Saturday, September 13, 2003

 
yesterday i said goodbye to my parents. it was not as hard as it might have been, and i felt far more happy than sad. the small distress that poked through was at suddenly not believing that they could possibly know how much this slightly deformed person loves the two of them, sweet and graying and fully flawed and . . . sometimes when i try to talk about my family, i feel like i spent some time living inside a movie no one else saw. i have no vocabulary for it. it was the three of us against the world, end of story.

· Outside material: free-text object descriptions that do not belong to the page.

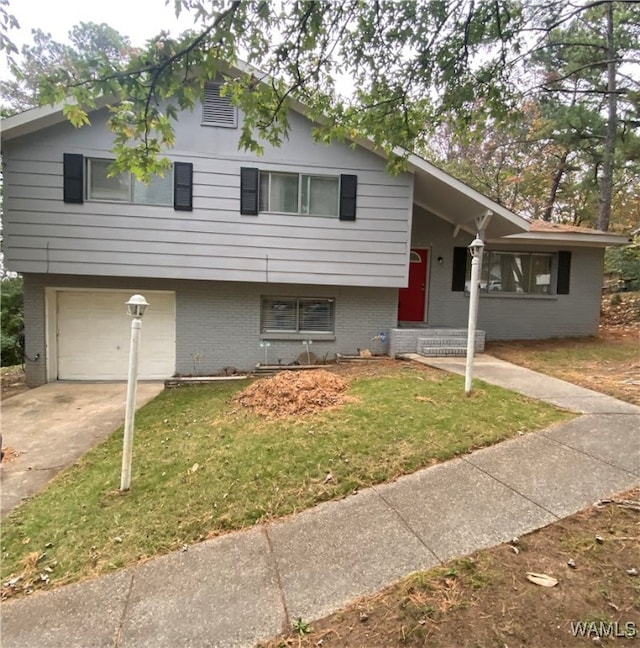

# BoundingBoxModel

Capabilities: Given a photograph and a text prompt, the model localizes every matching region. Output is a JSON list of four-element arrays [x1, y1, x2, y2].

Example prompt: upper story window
[[202, 81, 237, 128], [86, 158, 173, 206], [240, 167, 356, 220], [466, 251, 554, 294], [259, 171, 340, 217]]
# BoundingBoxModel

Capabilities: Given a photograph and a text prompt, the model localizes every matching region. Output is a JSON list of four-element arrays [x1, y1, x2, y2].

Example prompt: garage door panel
[[57, 291, 175, 380]]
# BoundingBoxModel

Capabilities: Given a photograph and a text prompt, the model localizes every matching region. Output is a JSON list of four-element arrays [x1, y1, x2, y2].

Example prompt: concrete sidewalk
[[2, 358, 639, 648], [406, 353, 640, 414]]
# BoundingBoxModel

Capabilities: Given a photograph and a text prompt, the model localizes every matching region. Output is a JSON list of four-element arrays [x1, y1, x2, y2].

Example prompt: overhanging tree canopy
[[1, 0, 638, 231]]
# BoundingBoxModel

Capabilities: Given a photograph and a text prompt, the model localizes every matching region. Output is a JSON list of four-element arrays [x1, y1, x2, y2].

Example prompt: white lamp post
[[465, 236, 484, 395], [120, 294, 149, 491]]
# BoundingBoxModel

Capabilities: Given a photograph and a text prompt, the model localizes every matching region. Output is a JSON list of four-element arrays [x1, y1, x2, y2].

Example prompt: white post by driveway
[[465, 236, 484, 395], [120, 294, 149, 491]]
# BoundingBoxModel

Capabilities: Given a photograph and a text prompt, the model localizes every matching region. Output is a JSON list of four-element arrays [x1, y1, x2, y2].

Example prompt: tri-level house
[[1, 82, 626, 386]]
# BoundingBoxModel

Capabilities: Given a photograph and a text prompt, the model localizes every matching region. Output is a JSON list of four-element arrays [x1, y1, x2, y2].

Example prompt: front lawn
[[1, 361, 569, 598]]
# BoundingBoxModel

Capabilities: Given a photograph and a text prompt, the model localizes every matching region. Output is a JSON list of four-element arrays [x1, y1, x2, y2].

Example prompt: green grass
[[1, 364, 570, 595], [503, 338, 636, 368]]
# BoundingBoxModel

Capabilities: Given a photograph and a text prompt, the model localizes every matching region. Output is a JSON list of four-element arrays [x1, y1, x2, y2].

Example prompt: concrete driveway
[[1, 382, 164, 517]]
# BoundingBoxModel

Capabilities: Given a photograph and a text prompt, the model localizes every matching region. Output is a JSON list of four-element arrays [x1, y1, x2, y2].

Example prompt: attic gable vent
[[202, 82, 237, 128]]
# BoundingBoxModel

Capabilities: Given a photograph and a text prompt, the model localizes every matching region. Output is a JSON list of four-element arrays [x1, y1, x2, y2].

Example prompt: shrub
[[1, 276, 24, 366], [604, 244, 640, 291]]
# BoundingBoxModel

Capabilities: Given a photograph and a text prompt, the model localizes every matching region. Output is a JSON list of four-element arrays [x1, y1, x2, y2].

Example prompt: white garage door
[[57, 291, 176, 380]]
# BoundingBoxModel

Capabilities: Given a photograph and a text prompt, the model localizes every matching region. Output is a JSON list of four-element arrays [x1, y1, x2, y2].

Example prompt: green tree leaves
[[1, 276, 23, 367], [3, 1, 638, 230]]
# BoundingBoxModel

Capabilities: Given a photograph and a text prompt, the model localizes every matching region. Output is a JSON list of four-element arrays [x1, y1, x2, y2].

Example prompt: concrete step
[[389, 328, 486, 357], [417, 334, 485, 356], [418, 346, 469, 356], [418, 328, 485, 339], [417, 336, 484, 347]]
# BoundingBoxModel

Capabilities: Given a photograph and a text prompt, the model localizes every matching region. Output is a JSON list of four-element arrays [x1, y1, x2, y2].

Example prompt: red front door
[[398, 249, 428, 321]]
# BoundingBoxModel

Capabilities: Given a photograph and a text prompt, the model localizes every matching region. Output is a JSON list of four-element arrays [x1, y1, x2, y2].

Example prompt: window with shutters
[[86, 158, 173, 206], [202, 81, 237, 127], [259, 172, 339, 216], [261, 297, 335, 335], [465, 251, 554, 294]]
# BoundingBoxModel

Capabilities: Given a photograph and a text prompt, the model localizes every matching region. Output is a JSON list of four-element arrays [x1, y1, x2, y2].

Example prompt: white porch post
[[464, 236, 484, 395]]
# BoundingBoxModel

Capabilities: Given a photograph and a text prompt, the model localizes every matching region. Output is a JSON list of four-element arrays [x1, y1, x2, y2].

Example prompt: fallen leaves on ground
[[600, 292, 640, 328], [235, 370, 357, 418]]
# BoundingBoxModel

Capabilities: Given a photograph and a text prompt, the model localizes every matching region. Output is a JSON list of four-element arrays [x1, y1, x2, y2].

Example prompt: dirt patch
[[1, 366, 29, 401], [259, 490, 640, 648], [235, 369, 357, 418]]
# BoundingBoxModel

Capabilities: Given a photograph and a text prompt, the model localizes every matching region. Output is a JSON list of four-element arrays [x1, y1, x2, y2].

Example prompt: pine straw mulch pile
[[234, 369, 357, 418]]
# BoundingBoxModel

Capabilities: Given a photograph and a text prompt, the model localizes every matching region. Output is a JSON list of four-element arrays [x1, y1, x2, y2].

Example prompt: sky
[[7, 0, 196, 50]]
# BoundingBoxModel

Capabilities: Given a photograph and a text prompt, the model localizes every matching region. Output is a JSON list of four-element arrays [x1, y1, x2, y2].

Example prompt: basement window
[[261, 297, 335, 335]]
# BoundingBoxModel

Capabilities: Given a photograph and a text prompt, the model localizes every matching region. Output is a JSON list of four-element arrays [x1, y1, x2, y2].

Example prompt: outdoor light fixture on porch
[[120, 294, 149, 491], [465, 236, 484, 395]]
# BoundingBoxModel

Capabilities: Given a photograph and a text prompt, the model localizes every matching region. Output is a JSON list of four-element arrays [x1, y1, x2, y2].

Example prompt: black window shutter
[[339, 174, 357, 221], [557, 251, 572, 294], [240, 167, 259, 215], [174, 162, 193, 211], [63, 153, 84, 203], [451, 246, 468, 292]]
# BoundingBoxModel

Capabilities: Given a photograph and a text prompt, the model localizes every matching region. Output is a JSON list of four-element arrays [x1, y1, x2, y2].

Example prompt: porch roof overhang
[[406, 153, 530, 239], [498, 224, 630, 248]]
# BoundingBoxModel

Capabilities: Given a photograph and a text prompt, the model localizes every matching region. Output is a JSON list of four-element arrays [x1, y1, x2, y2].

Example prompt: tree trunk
[[598, 0, 617, 232], [543, 150, 568, 221]]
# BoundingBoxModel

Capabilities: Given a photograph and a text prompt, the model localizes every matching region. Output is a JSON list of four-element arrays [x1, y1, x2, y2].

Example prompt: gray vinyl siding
[[412, 207, 604, 339], [23, 273, 398, 386], [3, 108, 412, 288]]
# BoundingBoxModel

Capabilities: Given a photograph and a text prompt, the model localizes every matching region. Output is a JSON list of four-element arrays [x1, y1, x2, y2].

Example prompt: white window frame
[[259, 171, 340, 217], [86, 158, 173, 206], [260, 296, 336, 339]]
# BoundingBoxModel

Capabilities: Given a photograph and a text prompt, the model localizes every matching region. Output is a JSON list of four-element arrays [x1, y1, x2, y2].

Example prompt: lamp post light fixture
[[120, 294, 149, 491], [464, 236, 484, 395]]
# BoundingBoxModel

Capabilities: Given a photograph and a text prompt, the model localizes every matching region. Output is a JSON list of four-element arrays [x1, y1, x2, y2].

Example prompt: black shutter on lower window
[[240, 167, 259, 215], [63, 153, 84, 203], [451, 247, 468, 292], [339, 174, 357, 221], [174, 162, 193, 211], [557, 251, 572, 294]]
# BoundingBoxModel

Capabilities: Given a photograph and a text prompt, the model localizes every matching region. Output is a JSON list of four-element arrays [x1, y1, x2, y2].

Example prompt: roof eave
[[1, 97, 115, 142], [1, 102, 67, 141], [497, 231, 631, 248]]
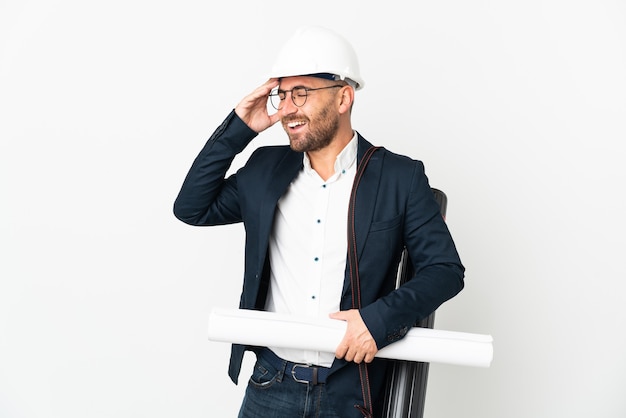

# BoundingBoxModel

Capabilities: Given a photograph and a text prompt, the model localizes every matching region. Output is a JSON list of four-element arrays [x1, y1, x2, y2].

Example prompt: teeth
[[287, 121, 306, 128]]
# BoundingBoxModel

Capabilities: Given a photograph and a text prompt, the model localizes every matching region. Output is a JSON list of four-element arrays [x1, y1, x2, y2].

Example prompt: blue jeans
[[238, 350, 342, 418]]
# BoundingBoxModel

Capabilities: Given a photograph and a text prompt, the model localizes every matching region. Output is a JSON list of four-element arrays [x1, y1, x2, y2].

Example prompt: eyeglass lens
[[269, 87, 308, 110]]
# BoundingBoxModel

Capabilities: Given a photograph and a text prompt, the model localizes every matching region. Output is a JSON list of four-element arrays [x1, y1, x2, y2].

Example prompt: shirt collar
[[302, 131, 358, 177]]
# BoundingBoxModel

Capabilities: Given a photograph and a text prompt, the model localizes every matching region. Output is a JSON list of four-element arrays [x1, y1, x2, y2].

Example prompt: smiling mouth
[[285, 120, 307, 129]]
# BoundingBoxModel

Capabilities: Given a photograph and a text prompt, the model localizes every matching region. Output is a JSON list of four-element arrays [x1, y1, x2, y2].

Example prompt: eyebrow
[[277, 85, 309, 92]]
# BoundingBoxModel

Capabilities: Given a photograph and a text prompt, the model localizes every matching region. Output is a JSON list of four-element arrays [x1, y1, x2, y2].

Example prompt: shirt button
[[314, 257, 319, 262]]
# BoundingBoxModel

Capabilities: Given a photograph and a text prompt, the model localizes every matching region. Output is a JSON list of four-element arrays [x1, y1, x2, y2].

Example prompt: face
[[277, 77, 342, 153]]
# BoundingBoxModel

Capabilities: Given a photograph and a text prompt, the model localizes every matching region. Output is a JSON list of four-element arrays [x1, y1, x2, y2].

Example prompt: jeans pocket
[[248, 359, 281, 389]]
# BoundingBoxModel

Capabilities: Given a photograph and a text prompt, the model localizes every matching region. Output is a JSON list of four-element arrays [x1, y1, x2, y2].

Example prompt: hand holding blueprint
[[208, 308, 493, 367]]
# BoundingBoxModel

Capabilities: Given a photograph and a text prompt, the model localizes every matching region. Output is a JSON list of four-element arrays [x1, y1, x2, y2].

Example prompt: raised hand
[[234, 78, 281, 133]]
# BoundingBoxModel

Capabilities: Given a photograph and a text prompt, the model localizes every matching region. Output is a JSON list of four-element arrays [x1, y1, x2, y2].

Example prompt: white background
[[1, 1, 625, 417]]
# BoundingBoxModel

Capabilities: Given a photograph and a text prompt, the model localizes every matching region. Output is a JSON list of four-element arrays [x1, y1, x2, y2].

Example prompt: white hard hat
[[270, 26, 364, 90]]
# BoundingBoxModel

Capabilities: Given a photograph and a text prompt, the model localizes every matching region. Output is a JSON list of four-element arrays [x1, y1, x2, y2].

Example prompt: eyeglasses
[[268, 85, 344, 110]]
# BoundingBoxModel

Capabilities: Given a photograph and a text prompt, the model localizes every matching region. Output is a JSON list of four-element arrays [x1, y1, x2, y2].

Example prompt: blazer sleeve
[[173, 110, 258, 226]]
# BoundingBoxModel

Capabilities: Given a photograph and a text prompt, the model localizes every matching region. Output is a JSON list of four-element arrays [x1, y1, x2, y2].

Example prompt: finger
[[353, 350, 365, 364], [363, 345, 377, 363], [344, 347, 355, 363], [268, 112, 280, 126], [335, 341, 348, 360], [241, 81, 275, 107], [348, 343, 364, 363], [328, 311, 346, 320], [255, 78, 279, 98]]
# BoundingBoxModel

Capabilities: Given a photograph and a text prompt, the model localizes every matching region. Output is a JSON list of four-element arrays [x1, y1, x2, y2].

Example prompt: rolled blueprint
[[208, 308, 493, 368]]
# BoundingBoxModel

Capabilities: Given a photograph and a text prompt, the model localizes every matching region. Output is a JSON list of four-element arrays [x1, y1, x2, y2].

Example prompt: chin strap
[[347, 145, 380, 418]]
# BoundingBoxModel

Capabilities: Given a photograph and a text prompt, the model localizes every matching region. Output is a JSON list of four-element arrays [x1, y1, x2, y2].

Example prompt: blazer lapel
[[341, 136, 383, 305], [353, 135, 383, 259], [257, 149, 303, 266]]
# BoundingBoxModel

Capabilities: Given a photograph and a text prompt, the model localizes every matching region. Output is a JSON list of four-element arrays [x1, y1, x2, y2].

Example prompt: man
[[174, 26, 464, 418]]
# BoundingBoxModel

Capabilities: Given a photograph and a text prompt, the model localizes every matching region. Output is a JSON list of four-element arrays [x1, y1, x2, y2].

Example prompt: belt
[[257, 348, 330, 385]]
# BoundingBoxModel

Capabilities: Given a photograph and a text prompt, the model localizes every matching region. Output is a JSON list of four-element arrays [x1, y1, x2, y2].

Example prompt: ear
[[337, 85, 354, 114]]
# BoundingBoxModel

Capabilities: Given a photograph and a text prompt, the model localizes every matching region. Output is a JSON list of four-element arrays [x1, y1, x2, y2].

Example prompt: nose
[[279, 93, 298, 115]]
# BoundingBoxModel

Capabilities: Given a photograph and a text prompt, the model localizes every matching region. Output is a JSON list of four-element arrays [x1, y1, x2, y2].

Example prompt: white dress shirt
[[265, 132, 358, 366]]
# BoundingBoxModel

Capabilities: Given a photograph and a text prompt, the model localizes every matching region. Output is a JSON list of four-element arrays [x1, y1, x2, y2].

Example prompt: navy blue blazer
[[174, 111, 464, 417]]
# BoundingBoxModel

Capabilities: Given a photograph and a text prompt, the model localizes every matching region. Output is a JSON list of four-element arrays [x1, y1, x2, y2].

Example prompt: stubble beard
[[285, 106, 340, 153]]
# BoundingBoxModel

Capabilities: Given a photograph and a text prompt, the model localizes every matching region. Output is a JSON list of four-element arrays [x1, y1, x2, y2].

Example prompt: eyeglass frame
[[268, 84, 344, 110]]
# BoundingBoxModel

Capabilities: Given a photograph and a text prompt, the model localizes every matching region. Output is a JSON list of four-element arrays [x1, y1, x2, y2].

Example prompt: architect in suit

but it was that way again, for a minute. holding my mother and my dad's arms around me, with the sun almost harsh on my face (and me thinking, however melodramatically, this is the sun of the place i was born, i can actually feel it) and both of them so close that when i opened my eyes, both their faces were right there, warped and too large. for a second, it felt like who we are was real.

today has been the last day in seattle. i had breakfast with B., and it was hard to say goodbye, but what was maybe harder was driving to the next errand and seeing lake union so goddamned gorgeous--just the best day seattle makes, the one where it's sunny but not over seventy five and the water is even more sparkle than it is blue, and you can see the ravages of the kalakala and the skyline from one hill. i pulled over and went down to the burke-gilman trail to walk for a bit and called the best one, then the monkey, then my folks. sometimes, it's much harder to leave the place of this place than it is any of the terribly more worthwhile people it holds inside it.

i got the car washed and polished, inside and out, and the inside smells like pee to me. i'm sure it's really a sort of cleaning solution that is not actually pee, but i'm worried that ever since Ye house of olde worlde cat pee, i am doomed to phantom urea.

i'm on my way out the door. it only feels a little like flesh is tearing. i am pretty happy about where i'm going.



on january 28 i wrote to the best one, "well, you know what they fucking say. if you love something, go let it live in new york for a while."

this story has the best ending ever in my life.